By turns darkly funny and deeply moving, The Bridge Ladies is the unforgettable story of a hard-won—but never-too-late—bond between mother and daughter.
“The Bridge Ladies reminded me of Tuesdays with Morrie, except it takes place on Mondays and has five Morries. Exquisitely written.” — Will Schwalbe, author of the New York Times bestseller The End of Your Life Book Club
“This is the best book about mothers and daughters I’ve read in decades, maybe ever.” — Amy Chua, Yale Law Professor and author of Battle Hymn of the Tiger Mother and The Triple Package: How Three Unlikely Traits Explain the Rise and Fall of Cultural Groups in America
“A beautifully written, bittersweet story of ladies of a certain age and era.” — Publishers Weekly (starred review)

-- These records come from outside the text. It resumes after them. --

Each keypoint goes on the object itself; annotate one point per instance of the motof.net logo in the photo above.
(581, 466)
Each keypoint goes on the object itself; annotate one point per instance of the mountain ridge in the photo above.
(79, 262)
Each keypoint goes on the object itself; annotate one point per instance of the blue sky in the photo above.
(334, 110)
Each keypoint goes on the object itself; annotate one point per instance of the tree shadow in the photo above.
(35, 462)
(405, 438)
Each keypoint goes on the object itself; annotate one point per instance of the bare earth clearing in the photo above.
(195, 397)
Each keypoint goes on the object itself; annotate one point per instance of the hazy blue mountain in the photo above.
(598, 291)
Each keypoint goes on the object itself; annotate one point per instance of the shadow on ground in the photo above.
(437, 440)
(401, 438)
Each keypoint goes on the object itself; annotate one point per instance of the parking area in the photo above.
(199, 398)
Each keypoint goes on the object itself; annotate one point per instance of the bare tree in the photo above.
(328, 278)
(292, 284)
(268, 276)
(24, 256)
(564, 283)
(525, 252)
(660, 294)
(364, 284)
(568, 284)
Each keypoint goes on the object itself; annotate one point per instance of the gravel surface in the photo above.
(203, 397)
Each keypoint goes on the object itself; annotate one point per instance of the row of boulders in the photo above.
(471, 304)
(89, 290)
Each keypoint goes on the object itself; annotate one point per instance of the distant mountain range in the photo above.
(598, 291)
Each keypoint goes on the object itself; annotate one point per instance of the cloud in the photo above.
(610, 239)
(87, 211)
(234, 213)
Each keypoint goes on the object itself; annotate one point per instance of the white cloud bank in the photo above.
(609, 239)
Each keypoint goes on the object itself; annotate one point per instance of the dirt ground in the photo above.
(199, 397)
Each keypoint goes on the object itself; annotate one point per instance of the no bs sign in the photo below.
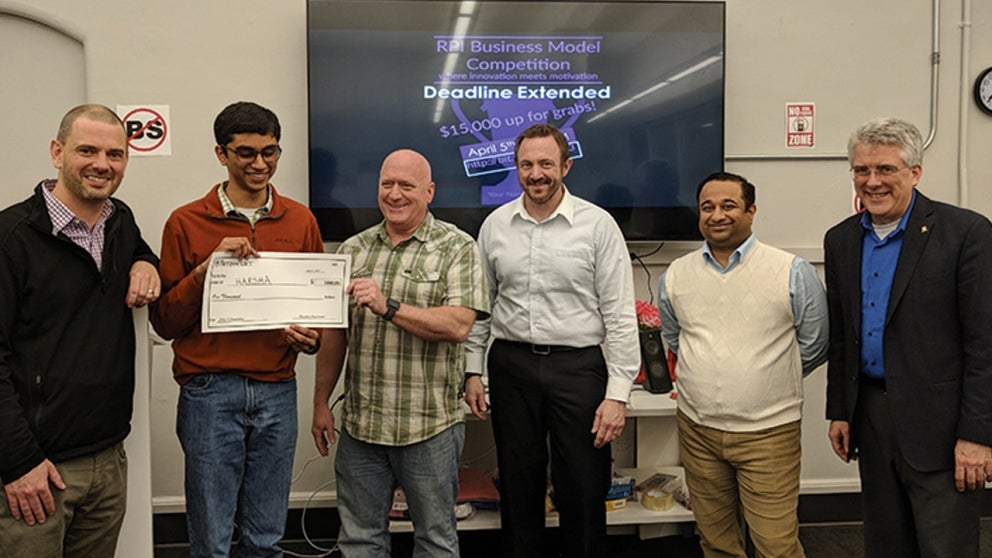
(147, 128)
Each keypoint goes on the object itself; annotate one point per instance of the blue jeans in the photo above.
(239, 437)
(428, 473)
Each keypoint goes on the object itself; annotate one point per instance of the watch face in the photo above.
(983, 91)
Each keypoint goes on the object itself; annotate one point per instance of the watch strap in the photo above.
(391, 307)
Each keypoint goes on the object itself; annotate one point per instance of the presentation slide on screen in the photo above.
(637, 89)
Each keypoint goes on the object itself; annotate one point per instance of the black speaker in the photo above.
(656, 378)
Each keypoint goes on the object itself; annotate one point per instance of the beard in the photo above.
(76, 185)
(540, 198)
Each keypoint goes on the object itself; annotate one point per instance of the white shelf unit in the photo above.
(641, 404)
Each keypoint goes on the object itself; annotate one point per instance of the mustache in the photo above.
(534, 182)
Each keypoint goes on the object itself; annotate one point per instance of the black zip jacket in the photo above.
(66, 338)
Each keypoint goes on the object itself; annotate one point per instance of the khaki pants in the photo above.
(88, 513)
(736, 477)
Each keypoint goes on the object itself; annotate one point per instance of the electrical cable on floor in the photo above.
(637, 258)
(303, 515)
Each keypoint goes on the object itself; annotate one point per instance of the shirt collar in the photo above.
(229, 207)
(735, 257)
(421, 233)
(866, 218)
(566, 208)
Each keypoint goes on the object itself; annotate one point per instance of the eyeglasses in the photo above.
(247, 154)
(862, 171)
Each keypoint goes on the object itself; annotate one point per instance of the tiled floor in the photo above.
(819, 541)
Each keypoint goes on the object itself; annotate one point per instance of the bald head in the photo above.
(414, 163)
(97, 113)
(405, 191)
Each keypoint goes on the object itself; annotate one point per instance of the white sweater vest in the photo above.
(739, 367)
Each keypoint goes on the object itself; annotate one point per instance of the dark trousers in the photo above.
(908, 513)
(533, 396)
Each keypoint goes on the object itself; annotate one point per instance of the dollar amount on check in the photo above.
(274, 290)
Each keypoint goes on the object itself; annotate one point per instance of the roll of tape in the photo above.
(657, 500)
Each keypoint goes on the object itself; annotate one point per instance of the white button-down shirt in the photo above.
(564, 281)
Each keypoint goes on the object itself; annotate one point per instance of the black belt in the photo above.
(869, 381)
(542, 350)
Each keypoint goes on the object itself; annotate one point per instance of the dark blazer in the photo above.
(938, 331)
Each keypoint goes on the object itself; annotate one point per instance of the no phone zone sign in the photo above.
(147, 128)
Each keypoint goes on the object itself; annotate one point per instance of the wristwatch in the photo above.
(391, 307)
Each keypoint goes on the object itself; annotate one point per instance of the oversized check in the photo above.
(274, 290)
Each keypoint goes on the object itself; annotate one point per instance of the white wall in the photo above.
(853, 60)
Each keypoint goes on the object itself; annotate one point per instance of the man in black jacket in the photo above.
(910, 357)
(72, 265)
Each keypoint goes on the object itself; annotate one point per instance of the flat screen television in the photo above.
(637, 87)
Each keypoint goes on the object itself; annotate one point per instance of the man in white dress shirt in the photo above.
(561, 287)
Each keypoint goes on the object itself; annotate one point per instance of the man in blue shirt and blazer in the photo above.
(909, 392)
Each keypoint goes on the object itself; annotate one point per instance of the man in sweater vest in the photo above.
(748, 322)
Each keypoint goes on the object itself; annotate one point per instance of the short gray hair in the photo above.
(889, 131)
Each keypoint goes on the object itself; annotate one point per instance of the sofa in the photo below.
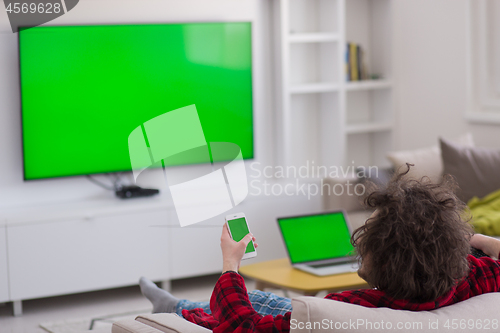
(310, 314)
(314, 315)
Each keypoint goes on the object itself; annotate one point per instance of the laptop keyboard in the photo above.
(329, 264)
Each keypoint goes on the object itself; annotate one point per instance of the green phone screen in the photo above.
(239, 229)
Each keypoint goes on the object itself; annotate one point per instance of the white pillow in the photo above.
(477, 314)
(427, 161)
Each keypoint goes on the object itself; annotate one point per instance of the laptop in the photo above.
(319, 244)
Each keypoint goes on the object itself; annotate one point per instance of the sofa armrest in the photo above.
(132, 326)
(170, 323)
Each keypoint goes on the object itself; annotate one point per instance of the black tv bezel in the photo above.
(118, 24)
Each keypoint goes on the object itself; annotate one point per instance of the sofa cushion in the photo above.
(478, 312)
(477, 170)
(427, 161)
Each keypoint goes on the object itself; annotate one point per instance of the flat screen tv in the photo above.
(84, 89)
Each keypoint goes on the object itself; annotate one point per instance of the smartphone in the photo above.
(238, 228)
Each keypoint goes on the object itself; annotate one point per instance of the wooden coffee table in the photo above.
(280, 274)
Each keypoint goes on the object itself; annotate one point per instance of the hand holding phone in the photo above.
(236, 227)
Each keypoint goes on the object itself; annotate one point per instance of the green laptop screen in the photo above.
(84, 89)
(316, 237)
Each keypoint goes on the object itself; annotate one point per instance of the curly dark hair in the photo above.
(416, 243)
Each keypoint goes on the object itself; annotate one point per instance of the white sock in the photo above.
(163, 301)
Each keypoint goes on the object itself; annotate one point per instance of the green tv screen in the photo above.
(84, 89)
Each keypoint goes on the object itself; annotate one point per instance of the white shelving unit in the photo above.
(323, 119)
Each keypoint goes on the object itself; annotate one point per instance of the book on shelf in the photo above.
(355, 63)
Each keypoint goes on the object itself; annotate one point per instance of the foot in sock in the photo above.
(163, 301)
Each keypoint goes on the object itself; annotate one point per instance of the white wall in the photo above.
(430, 56)
(14, 191)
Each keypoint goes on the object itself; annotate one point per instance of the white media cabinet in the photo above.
(107, 243)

“This is a book with heart and feeling.” — George Hodgman, author of Bettyville
“In Lerner’s beautifully observed account, Bridge becomes both a literal and figurative pathway to repairing an even more precious bond: her own relationship to her mother.” — Deborah Tannen, author of You Just Don’t Understand and You're Wearing THAT?
My Rating:
Favorite Quotes:
“Yes, my mother has told me about Eugene Genovese a hundred times, the Italian boy she had a huge crush on. It's her West Side Story without the snapping.”

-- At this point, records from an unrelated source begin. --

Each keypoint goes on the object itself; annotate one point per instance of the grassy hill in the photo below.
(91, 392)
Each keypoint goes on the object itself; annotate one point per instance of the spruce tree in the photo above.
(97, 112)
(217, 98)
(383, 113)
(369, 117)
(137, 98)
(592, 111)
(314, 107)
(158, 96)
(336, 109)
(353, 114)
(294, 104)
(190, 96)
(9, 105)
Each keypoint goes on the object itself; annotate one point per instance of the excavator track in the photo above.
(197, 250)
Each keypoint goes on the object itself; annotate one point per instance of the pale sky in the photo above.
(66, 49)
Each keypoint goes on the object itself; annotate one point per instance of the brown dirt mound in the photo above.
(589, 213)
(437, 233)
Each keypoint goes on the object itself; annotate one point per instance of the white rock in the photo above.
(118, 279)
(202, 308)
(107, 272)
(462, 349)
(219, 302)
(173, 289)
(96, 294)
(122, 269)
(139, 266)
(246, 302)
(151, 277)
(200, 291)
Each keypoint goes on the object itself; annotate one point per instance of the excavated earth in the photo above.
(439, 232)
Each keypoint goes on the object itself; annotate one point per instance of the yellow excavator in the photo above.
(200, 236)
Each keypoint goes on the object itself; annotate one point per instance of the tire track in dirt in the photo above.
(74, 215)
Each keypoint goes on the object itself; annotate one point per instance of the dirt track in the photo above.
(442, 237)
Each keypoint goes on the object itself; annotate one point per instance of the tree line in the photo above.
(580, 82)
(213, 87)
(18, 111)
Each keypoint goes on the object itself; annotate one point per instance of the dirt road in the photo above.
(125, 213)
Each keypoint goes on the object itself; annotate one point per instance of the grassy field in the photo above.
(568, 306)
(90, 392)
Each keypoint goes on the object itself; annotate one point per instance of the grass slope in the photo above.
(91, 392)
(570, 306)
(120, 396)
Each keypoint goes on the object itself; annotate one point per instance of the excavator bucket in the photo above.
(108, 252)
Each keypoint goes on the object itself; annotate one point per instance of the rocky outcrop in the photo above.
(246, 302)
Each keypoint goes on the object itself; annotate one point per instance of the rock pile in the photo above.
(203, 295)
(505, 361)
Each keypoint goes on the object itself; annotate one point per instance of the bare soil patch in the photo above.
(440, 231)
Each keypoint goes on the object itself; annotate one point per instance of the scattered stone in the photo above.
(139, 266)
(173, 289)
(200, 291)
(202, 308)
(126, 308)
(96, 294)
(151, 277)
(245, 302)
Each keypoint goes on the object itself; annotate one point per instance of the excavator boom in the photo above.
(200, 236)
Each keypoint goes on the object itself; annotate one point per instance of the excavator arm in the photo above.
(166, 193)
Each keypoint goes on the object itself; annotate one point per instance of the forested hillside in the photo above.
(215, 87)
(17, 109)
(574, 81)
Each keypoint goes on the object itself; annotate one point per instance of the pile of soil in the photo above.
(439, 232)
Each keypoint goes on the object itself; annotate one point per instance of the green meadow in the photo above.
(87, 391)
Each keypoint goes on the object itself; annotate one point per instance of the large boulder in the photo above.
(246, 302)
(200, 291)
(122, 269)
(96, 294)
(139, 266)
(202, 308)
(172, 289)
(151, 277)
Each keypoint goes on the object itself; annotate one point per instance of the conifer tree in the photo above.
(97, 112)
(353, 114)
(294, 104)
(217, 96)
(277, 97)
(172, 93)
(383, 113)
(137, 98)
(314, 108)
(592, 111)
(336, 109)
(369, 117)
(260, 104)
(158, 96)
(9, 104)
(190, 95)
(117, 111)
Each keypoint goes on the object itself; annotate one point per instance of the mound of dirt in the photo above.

“The recipe looks like a panel from the Dead Sea Scrolls: stained many times over with fish grease, darkened with age spots like the back of an older person's hand, annotated with figures for doubling the recipe, and unidentified schmutz... 'Now we take out the eyes,' my mother says with too much gusto. And then without warning she raises a knife, Norman Bates style, and plunges it into the eye of the fish. A wave of nausea moves through me, and I feel like I might faint.”
“When it's Travis's turn to discard, he tilts his seat back, legs spread wide, and flicks a card into the center of the table as if he were an outlaw, gun cocked, ready for a shoot-out on a dusty main street. In other words, the guy's a douche, but I find him fascinating.”
“The house grew quiet when they played a hand, interrupted by chatter when they'd shuffle the cards and deal a new hand. Sometimes they called it 'washing the cards,' and I couldn't help but think of a soapy sink where the cards were submerged, my mother's hands in pink latex gloves washing each one and affixing it to a clothesline with a pin.”
My Review:
Being a memoir, The Bridge Ladies is brimming with insightful self-revelations and memories, some of which squeezed my heart while many provoked smirking and barking aloud from the humorous use of metaphor and juxtapositions. The writing was entertaining and plump with lush descriptions that I could almost taste, see, and feel. Each scene was fully set from the floor to the ceiling with rich and juicy word choices. Being the exact same age as the author, I greatly enjoyed her thoughts, observations, and feelings spanning the different stages and periods of her life, and recalled having identical ideas and chaffing at the same constraints and having similar thoughts and reactions to my own parents at the time; which is rather remarkable given the vast disparity in our geographic locals, religious teachings, and social experiences. It was an eye opener and a wonderful read for a rainy spring day.
Empress DJ
About Betsy Lerner
Betsy Lerner is the author of The Forest for the Trees and Food and Loathing. She is a recipient of the Thomas Wolfe Poetry Prize, an Academy of American Poets Poetry Prize, and the Tony Godwin Prize for Editors, and was selected as one of PEN’s Emerging Writers. Lerner is a partner with the literary agency Dunow, Carlson & Lerner and resides in New Haven, Connecticut.